Hay muchas primeras palabras o inicios en un texto: el nombre de una obra, el título de un apartado, el primer párrafo, la primera página, la primera frase de un párrafo… Esos suelen ser los lugares en donde un lector comienza su trayecto por el texto y si –y solo si– le son lo suficientemente atractivos le dará una oportunidad a la siguiente frase, al siguiente párrafo, a la siguiente página, al siguiente apartado, a la siguiente obra.
Esta es la zona textual de la oportunidad –quizás la última que tengamos– de atrapar al lector y compelerlo a seguirnos leyendo, a no soltar el texto entre sus manos, a obligarse a hacer un tiempo en su vida para dedicárnoslo.
¿Por qué habríamos de desperdiciarla?
Hay muchas maneras de dilapidar miserablemente las primeras palabras: un título vago e impreciso; un latiguillo; una voz ajena a la propia, mal elegida y mal situada; unas palabras vacías e insustanciales; un complemento circunstancial sin consecuencia; una interminable referencia bibliográfica (que de todas maneras debería ir al final y no al inicio)…
Estamos jugando aquí con la primera impresión.
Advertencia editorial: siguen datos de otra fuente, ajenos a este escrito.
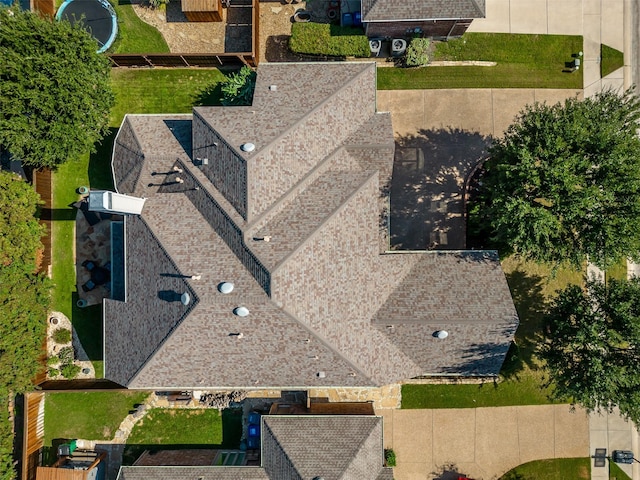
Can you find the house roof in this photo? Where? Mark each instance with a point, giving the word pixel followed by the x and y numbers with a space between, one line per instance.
pixel 329 306
pixel 297 447
pixel 393 10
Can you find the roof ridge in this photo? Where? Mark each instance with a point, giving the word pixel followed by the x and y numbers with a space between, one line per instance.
pixel 323 341
pixel 308 113
pixel 329 217
pixel 480 11
pixel 191 306
pixel 363 440
pixel 271 212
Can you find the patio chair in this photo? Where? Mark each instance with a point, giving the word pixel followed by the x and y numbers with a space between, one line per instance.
pixel 87 287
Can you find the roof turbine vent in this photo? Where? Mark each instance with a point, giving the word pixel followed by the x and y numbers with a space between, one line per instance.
pixel 241 311
pixel 185 298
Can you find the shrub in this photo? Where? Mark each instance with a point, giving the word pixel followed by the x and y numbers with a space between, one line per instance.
pixel 326 39
pixel 62 335
pixel 66 355
pixel 70 370
pixel 389 457
pixel 417 52
pixel 238 88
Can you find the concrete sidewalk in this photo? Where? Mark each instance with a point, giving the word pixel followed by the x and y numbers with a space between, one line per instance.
pixel 598 21
pixel 481 442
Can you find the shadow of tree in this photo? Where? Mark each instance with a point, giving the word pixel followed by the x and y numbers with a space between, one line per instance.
pixel 529 299
pixel 427 188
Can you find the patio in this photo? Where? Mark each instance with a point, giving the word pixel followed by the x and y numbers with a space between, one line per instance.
pixel 93 256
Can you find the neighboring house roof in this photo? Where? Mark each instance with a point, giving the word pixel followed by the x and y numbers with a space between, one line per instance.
pixel 394 10
pixel 296 448
pixel 328 306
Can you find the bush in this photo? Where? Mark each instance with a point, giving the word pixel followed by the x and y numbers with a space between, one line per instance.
pixel 417 52
pixel 389 457
pixel 70 370
pixel 66 355
pixel 238 88
pixel 326 39
pixel 158 3
pixel 62 335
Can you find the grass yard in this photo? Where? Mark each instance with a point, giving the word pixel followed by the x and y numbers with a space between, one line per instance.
pixel 86 415
pixel 178 426
pixel 555 469
pixel 185 428
pixel 137 91
pixel 134 35
pixel 532 286
pixel 610 60
pixel 616 473
pixel 524 61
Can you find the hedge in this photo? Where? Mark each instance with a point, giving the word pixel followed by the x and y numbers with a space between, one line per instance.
pixel 326 39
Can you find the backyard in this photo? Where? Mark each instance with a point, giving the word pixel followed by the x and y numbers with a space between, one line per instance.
pixel 137 91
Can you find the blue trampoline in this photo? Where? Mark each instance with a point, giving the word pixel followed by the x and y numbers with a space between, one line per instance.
pixel 96 16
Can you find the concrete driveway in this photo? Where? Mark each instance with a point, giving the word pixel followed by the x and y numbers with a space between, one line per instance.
pixel 441 135
pixel 482 443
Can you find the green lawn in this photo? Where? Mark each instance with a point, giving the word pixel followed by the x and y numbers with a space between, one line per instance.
pixel 137 91
pixel 524 61
pixel 189 428
pixel 531 286
pixel 556 469
pixel 616 473
pixel 86 415
pixel 610 60
pixel 134 35
pixel 178 427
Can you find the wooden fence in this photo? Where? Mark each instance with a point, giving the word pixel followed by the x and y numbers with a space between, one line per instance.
pixel 33 439
pixel 182 59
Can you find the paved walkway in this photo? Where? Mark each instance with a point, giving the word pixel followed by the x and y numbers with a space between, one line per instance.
pixel 481 442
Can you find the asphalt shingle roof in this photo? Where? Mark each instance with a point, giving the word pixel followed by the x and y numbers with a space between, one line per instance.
pixel 321 295
pixel 399 10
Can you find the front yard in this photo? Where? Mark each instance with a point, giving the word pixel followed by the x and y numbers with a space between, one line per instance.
pixel 523 61
pixel 522 376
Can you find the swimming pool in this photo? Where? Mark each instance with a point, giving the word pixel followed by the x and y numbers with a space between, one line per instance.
pixel 96 16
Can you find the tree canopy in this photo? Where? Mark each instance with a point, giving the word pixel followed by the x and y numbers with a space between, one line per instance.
pixel 55 92
pixel 592 349
pixel 563 184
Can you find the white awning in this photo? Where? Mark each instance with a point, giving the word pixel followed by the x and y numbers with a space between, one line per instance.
pixel 111 202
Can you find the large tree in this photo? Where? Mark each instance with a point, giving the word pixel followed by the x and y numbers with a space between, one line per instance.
pixel 592 348
pixel 55 92
pixel 24 300
pixel 563 184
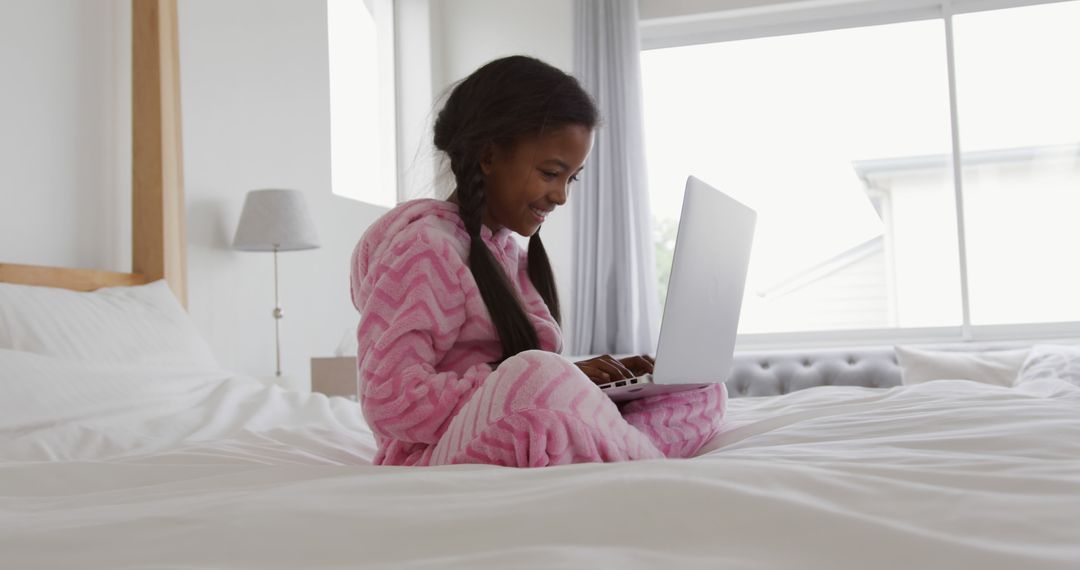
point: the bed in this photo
(123, 445)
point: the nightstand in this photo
(335, 376)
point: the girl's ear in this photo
(487, 160)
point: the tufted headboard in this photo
(772, 372)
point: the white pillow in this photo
(143, 324)
(988, 367)
(1052, 361)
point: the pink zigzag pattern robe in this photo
(431, 398)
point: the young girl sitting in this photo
(459, 331)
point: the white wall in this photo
(468, 34)
(64, 134)
(658, 9)
(256, 114)
(255, 87)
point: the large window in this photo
(363, 158)
(842, 139)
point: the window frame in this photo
(794, 17)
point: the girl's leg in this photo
(682, 422)
(536, 409)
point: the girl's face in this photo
(527, 181)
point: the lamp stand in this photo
(278, 314)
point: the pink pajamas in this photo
(429, 393)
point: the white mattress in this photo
(139, 467)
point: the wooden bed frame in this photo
(159, 238)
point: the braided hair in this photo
(497, 106)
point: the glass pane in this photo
(1020, 126)
(840, 141)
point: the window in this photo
(1020, 124)
(363, 159)
(841, 138)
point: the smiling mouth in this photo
(540, 214)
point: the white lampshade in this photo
(275, 219)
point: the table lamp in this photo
(275, 220)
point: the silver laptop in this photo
(704, 296)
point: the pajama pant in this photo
(537, 408)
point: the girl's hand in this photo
(604, 369)
(639, 365)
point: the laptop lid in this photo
(705, 287)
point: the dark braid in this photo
(498, 105)
(515, 331)
(542, 276)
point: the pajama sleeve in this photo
(414, 312)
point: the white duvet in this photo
(140, 467)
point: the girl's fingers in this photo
(616, 367)
(638, 365)
(593, 372)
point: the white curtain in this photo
(616, 309)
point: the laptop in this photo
(704, 296)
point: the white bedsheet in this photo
(107, 467)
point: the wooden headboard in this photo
(159, 238)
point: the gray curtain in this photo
(616, 309)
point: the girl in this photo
(459, 331)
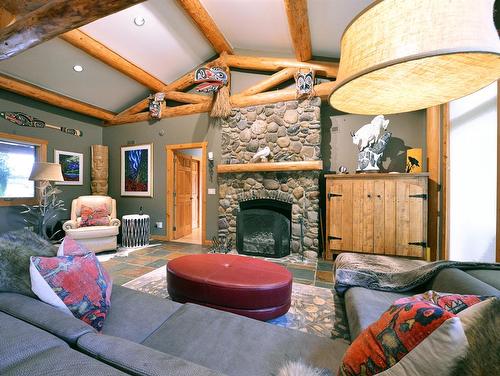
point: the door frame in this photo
(170, 150)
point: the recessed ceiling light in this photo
(139, 20)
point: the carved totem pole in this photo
(99, 182)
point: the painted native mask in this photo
(155, 105)
(210, 79)
(304, 83)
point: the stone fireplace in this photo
(271, 213)
(263, 227)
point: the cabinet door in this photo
(340, 215)
(368, 215)
(410, 224)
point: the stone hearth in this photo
(292, 131)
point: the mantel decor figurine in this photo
(371, 139)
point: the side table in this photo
(135, 230)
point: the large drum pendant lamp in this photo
(405, 55)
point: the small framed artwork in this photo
(137, 170)
(71, 166)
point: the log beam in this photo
(298, 24)
(52, 19)
(96, 49)
(187, 109)
(274, 80)
(35, 92)
(206, 24)
(273, 64)
(134, 109)
(179, 96)
(322, 90)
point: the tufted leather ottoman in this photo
(246, 286)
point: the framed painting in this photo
(71, 166)
(137, 170)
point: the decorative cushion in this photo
(77, 285)
(481, 324)
(70, 247)
(97, 216)
(16, 248)
(453, 303)
(404, 342)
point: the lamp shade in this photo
(405, 55)
(46, 171)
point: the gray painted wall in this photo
(92, 134)
(179, 130)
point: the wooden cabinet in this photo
(376, 213)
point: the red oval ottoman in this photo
(246, 286)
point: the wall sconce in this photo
(211, 165)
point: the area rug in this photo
(314, 310)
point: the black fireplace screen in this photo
(263, 228)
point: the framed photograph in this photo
(71, 166)
(137, 170)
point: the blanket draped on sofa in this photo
(391, 273)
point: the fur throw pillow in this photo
(16, 248)
(481, 324)
(298, 368)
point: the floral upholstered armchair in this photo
(93, 222)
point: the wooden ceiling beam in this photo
(274, 80)
(52, 19)
(187, 109)
(35, 92)
(179, 96)
(322, 90)
(96, 49)
(206, 24)
(298, 24)
(180, 84)
(273, 64)
(135, 108)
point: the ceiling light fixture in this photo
(139, 20)
(399, 56)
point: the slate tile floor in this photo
(126, 268)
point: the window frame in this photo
(40, 156)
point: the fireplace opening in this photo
(263, 228)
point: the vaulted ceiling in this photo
(171, 44)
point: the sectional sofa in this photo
(147, 335)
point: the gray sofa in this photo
(146, 335)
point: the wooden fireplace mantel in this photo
(270, 166)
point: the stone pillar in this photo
(99, 174)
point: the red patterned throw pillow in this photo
(453, 303)
(404, 340)
(77, 285)
(70, 247)
(98, 216)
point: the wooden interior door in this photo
(182, 195)
(195, 193)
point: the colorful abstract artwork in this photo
(137, 170)
(71, 166)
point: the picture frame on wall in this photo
(136, 176)
(71, 166)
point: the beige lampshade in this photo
(46, 171)
(405, 55)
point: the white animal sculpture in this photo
(261, 155)
(369, 133)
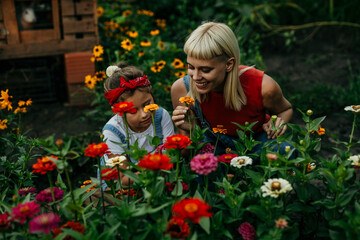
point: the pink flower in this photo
(23, 211)
(247, 231)
(24, 191)
(46, 197)
(44, 223)
(204, 163)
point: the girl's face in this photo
(208, 75)
(140, 121)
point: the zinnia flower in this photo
(44, 165)
(46, 196)
(247, 231)
(155, 161)
(24, 211)
(123, 107)
(275, 186)
(204, 163)
(192, 209)
(44, 223)
(178, 228)
(241, 161)
(96, 150)
(177, 141)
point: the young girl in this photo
(127, 83)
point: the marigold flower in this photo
(96, 150)
(44, 165)
(204, 163)
(123, 107)
(177, 141)
(151, 107)
(24, 211)
(145, 43)
(178, 228)
(98, 50)
(192, 209)
(247, 231)
(155, 161)
(275, 187)
(45, 196)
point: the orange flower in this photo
(191, 208)
(155, 161)
(96, 150)
(177, 141)
(44, 165)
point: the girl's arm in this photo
(276, 104)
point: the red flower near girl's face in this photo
(44, 165)
(191, 208)
(123, 107)
(178, 228)
(177, 141)
(96, 150)
(155, 161)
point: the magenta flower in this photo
(26, 190)
(23, 211)
(44, 223)
(204, 163)
(45, 195)
(247, 231)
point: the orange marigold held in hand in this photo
(177, 141)
(44, 165)
(191, 208)
(155, 161)
(96, 150)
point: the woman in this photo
(224, 91)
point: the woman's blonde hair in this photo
(211, 40)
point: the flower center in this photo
(191, 207)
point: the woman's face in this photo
(208, 75)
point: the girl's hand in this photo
(272, 134)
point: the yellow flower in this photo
(187, 100)
(154, 32)
(180, 74)
(3, 124)
(99, 11)
(220, 129)
(127, 45)
(132, 34)
(151, 107)
(127, 13)
(98, 50)
(145, 43)
(177, 63)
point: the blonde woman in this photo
(226, 91)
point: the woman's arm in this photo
(276, 104)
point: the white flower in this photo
(355, 160)
(240, 161)
(118, 160)
(353, 108)
(275, 186)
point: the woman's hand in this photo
(272, 134)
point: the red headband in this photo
(114, 94)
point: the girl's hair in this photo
(211, 40)
(128, 72)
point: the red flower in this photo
(177, 141)
(155, 161)
(191, 208)
(123, 107)
(178, 228)
(109, 174)
(96, 150)
(71, 225)
(44, 165)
A diferencia nuestra, el lector todavía no sabe nada de nuestro texto. Solamente tiene lo que le demos ahí, en esas primeras palabras. Corresponde preguntarnos: ¿es esto lo primero que debe saber el lector? ¿Por qué quiero que conozca esto y no algo más? ¿Qué impresión le darán estas primeras palabras del resto del libro (sobre su tono, dirección, finalidad, abordaje)? ¿Qué necesito enfatizar y, por lo tanto, colocar en este lugar privilegiado del texto? ¿Qué quiero despertar en el lector para engancharlo y hacerlo seguir?
Y si usted pensó que este tipo de reflexión vale solamente para la primera página de un libro o de un capítulo, aquí va una razón por la que este debe ser un ejercicio constante en todo el texto. Cuando un lector regresa sobre lo leído, tal vez para recuperar una idea clave o para estudiar (lo típico de las obras académicas didácticas o de aquellas infortunadas que deben ser leídas en un contexto académico), su primera guía serán las primeras frases de cada párrafo. Si ahí, en las primeras cinco o seis palabras, no logra recuperar la memoria de cuál era el tema tratado por ese párrafo, el texto se transforma en una selva oscura, indiferenciada, de caracteres demasiado similares entre sí, sin un trillo para seguir.
Esto no solo vale para escritura creativa o ficcional. La escritura no ficcional –y, quizás deberíamos decir, especialmente la escritura no ficcional–, con la densidad de sus contenidos y lo ya de por sí dolorosos o especializados que pueden llegar a ser, debería también preocuparse por hacerles la vida fácil a sus lectores con un texto fluido, bien escrito y que incite a seguirlo leyendo. No he dicho superficial, he dicho bien escrito. Hay una gran diferencia.